To appease Novartis, all of the pharmacies put together plans to increase refill rates that included nurses placing phone calls to patients or caregivers. BioScrip told Novartis that it would make claims about Exjade preventing organ damage even though the FDA had told Novartis it should not make these claims in promotional materials. Another pharmacy, Accredo, showed Novartis a call protocol that directed nurses to tell patients it was "extremely important" to take Exjade and to describe the common side effects of the drug but not the more severe side effects, such as kidney or liver problems.
Novartis admitted many aspects of the scheme in a stipulation filed in federal court in connection with the settlement.
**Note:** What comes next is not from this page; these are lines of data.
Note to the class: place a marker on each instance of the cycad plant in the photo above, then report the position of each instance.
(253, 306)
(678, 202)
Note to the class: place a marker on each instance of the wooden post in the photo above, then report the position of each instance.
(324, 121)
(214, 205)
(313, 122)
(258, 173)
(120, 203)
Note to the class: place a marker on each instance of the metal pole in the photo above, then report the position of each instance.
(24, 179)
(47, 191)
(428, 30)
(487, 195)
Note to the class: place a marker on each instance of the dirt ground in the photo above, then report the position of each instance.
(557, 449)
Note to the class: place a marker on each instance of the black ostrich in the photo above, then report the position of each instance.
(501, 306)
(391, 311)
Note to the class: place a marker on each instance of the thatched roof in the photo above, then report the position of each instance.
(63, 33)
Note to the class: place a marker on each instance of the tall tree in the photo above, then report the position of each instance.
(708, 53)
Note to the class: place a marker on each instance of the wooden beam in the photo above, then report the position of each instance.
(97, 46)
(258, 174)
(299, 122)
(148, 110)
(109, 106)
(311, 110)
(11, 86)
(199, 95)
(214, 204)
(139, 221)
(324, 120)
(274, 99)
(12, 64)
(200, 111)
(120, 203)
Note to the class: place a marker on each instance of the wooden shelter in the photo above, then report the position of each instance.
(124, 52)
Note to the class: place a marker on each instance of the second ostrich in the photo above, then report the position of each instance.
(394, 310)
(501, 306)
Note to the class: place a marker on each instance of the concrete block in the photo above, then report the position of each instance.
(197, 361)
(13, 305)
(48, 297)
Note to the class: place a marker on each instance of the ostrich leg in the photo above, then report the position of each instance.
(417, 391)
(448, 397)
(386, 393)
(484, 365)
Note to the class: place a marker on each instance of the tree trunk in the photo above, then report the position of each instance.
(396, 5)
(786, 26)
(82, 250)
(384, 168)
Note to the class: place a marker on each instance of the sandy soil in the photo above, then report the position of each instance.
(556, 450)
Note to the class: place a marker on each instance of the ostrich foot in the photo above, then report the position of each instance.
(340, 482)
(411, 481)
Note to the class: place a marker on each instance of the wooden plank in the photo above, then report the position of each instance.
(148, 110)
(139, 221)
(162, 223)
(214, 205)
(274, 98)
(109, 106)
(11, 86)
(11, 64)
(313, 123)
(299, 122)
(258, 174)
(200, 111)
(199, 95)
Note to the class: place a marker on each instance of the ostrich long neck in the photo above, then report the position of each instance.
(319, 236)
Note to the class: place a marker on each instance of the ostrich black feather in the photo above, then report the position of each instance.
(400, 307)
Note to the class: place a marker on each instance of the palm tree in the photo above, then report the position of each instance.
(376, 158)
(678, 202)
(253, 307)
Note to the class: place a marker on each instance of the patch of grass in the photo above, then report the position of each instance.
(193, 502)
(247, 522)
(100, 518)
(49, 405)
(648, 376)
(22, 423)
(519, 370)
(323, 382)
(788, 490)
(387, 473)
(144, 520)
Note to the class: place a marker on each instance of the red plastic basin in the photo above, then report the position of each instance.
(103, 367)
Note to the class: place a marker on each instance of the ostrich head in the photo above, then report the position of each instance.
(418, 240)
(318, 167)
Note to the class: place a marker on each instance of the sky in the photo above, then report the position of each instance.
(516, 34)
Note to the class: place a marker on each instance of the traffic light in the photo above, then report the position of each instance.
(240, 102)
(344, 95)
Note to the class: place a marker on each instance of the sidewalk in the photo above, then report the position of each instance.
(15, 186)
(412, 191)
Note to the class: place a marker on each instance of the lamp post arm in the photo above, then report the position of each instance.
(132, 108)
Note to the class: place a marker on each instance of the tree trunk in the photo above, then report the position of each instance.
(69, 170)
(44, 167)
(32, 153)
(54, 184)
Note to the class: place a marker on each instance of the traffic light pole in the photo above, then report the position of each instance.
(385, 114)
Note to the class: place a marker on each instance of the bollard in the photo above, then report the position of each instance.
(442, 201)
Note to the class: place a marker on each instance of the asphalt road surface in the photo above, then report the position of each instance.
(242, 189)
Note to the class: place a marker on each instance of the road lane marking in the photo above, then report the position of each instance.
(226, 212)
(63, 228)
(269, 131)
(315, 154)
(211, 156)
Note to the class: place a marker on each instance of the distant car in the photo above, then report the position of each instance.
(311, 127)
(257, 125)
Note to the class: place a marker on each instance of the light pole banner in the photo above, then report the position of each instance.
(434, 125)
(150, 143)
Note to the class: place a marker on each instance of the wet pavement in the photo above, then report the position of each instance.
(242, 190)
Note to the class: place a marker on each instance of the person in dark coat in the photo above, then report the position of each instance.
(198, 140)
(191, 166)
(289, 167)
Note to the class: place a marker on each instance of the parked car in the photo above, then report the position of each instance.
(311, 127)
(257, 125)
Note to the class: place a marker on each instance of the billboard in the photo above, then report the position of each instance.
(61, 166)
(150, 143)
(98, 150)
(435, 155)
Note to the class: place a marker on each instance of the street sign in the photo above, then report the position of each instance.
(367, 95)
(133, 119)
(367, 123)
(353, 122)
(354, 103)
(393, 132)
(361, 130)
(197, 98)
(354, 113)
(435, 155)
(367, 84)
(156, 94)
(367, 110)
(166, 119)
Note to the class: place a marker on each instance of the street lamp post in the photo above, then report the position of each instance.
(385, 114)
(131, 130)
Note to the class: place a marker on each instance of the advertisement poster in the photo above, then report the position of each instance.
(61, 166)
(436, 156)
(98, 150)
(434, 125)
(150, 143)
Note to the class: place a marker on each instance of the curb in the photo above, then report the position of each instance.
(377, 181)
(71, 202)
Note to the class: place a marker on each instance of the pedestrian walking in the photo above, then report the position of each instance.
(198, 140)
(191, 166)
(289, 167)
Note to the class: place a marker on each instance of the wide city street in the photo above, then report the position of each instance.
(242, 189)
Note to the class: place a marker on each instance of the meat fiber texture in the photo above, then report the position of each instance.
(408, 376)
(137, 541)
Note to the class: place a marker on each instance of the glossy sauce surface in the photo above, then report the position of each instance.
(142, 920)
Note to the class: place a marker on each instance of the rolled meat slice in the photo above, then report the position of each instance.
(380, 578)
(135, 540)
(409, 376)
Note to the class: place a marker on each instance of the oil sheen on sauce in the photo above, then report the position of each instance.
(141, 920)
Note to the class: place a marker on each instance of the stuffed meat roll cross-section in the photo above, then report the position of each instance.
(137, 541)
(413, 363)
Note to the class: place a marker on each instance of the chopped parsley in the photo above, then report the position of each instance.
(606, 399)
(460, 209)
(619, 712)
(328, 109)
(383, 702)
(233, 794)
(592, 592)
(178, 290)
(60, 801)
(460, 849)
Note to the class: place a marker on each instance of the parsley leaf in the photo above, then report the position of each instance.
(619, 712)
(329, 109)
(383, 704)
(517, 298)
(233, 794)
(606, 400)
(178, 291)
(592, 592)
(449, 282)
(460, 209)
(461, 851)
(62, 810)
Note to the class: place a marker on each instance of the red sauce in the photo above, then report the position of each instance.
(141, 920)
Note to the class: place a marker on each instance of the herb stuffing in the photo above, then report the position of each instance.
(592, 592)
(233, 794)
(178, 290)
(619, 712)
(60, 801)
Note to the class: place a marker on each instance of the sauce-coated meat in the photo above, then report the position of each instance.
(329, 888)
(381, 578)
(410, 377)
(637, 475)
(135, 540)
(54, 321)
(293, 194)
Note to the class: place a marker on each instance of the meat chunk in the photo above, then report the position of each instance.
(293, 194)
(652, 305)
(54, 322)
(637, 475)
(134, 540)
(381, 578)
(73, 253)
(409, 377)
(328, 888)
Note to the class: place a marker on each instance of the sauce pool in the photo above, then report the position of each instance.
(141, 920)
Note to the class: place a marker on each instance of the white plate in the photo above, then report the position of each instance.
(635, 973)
Among other things, Novartis admitted that it indicated to BioScrip that it might terminate its distribution agreement or reduce the number of patient referrals it received from EPASS. Similarly, Novartis admitted that it told Accredo and US Bioservices that Novartis might reduce the number of patient referrals they received from EPASS and "pushed" Accredo and US Bioservices to implement plans in which nurses would call patients and encourage them to stay on Exjade. Novartis also admitted that it used the scorecard results to allocate EPASS patients to the specialty pharmacies.
Assistant Attorney General Elisa Hamilton handled the case for Illinois.